L'infirmière Magazine n° 341 du 15/03/2014

 

L’ARANTÈLE

SUR LE TERRAIN

INITIATIVE

JEAN-MICHEL DELAGE  

À l’Arantèle, hôpital de jour à médiation culturelle et artistique, des patients ont réalisé un livre sur le thème de la Loire. Écriture, aquarelle et photographie… Un travail inspiré par le fleuve qui coule au pied de l’institution.

Sur les bords de la Loire, près du village de Sainte-Gemmes-sur-Loire (49), un petit grou­pe d’hommes et de femmes trépignent dans le froid pendant qu’un des leurs s’affaire derrière un appareil photo posé sur un tripode. Face au fleuve, Antoine tente de retrouver le même cadrage que celui réalisé trois mois plus tôt. Mais le paysage a changé. La Loire a pris de l’ampleur, recouvrant les rives. La végétation aussi s’est transformée. Mais Antoine réussit à se repérer face à cette nature mouvante. C’est la quatrième fois – et la dernière – que son petit groupe et lui viennent photographier ce bout de Loire, dans le cadre d’un atelier artistique. Un cliché pour chaque saison.

Depuis près de trois ans, une douzaine de patients se sont engagés dans un travail de création autour de ce fleuve. L’Arantèle, hôpital de jour à médiation culturelle et artistique, qui dépend du Cesame (Centre de santé mentale angevin), a été ouvert en 2004 à l’initiative du Dr Desormeaux, médecin psychiatre.

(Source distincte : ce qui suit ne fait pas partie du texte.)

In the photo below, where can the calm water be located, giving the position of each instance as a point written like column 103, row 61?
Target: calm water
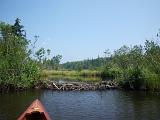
column 85, row 105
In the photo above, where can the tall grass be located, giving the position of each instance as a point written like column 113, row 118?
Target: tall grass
column 86, row 73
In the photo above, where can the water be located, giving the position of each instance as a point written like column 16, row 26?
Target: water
column 85, row 105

L’encadrement des ateliers est, lui, assuré par deux infirmières de secteur psychiatrique : Mauricette Supiot et Catherine Chauvet. « Auparavant, nos ateliers étaient installés au sein même de l’établissement, précise Mauricette. Toutefois, dans l’idée d’en faire un lieu moins marqué, nous avons voulu déplacer l’Arantèle à l’extérieur de l’institution (plus précisément, à Angers). Ce qui permet à ceux qui ont été hospitalisés de mettre à distance ces moments parfois douloureux. Et d’éviter, également, toute stigmatisation. » Ces patients du Cesame peuvent bénéficier d’une prise en charge hebdomadaire d’une journée, dans la mesure où ils sont acteurs, et accompagnés sur le plan du soin. « Ils nous sollicitent directement, ou alors, ce sont les soignants qui nous les adressent, complète Catherine. Nous nous organisons pour que ce soit un vrai soutien thérapeutique, et pas seulement un moyen de les occuper pendant une journée. » Ils peuvent ainsi recevoir la visite d’artistes ou artisans d’art extérieurs qui leur font découvrir des techniques particulières.

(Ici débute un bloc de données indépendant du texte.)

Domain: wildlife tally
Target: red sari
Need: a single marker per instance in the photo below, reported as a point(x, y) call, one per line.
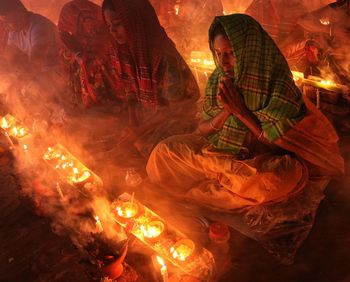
point(82, 20)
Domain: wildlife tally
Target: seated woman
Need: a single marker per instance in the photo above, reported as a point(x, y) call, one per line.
point(150, 74)
point(259, 141)
point(84, 56)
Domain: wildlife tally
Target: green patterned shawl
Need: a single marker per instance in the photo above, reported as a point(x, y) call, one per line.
point(262, 77)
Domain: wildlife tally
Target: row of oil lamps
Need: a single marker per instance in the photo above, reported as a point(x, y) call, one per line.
point(146, 225)
point(163, 238)
point(63, 162)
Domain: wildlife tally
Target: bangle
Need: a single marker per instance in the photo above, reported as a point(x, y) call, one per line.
point(213, 127)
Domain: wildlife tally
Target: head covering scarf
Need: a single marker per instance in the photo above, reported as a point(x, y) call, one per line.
point(147, 43)
point(261, 76)
point(83, 20)
point(4, 31)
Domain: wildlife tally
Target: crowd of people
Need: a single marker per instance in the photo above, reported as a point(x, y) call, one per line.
point(258, 141)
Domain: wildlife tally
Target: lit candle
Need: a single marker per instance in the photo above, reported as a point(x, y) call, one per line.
point(99, 226)
point(9, 139)
point(182, 249)
point(163, 269)
point(59, 190)
point(318, 98)
point(4, 123)
point(152, 229)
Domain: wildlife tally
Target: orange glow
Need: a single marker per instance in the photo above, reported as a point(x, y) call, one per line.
point(127, 210)
point(81, 177)
point(182, 249)
point(4, 123)
point(52, 154)
point(152, 229)
point(325, 21)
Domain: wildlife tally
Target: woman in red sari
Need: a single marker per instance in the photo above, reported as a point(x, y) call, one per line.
point(150, 75)
point(86, 44)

Au menu de ces trois années, de la photographie donc, mais aussi de l’aquarelle, et un atelier d’écriture. L’idée générale était de s’inspirer de la Loire. D’abord parce qu’elle est là, majestueuse et changeante au fil des saisons. Mais aussi parce qu’elle fait partie de la vie des patients du Cesame car elle coule derrière le mur de l’institution. Certains résidents pouvaient même la voir de leur chambre pendant leur hospitalisation. « Beaucoup nous parlent du réconfort qu’ils pouvaient ressentir en se promenant sur les rives, ou simplement en l’observant », raconte Catherine.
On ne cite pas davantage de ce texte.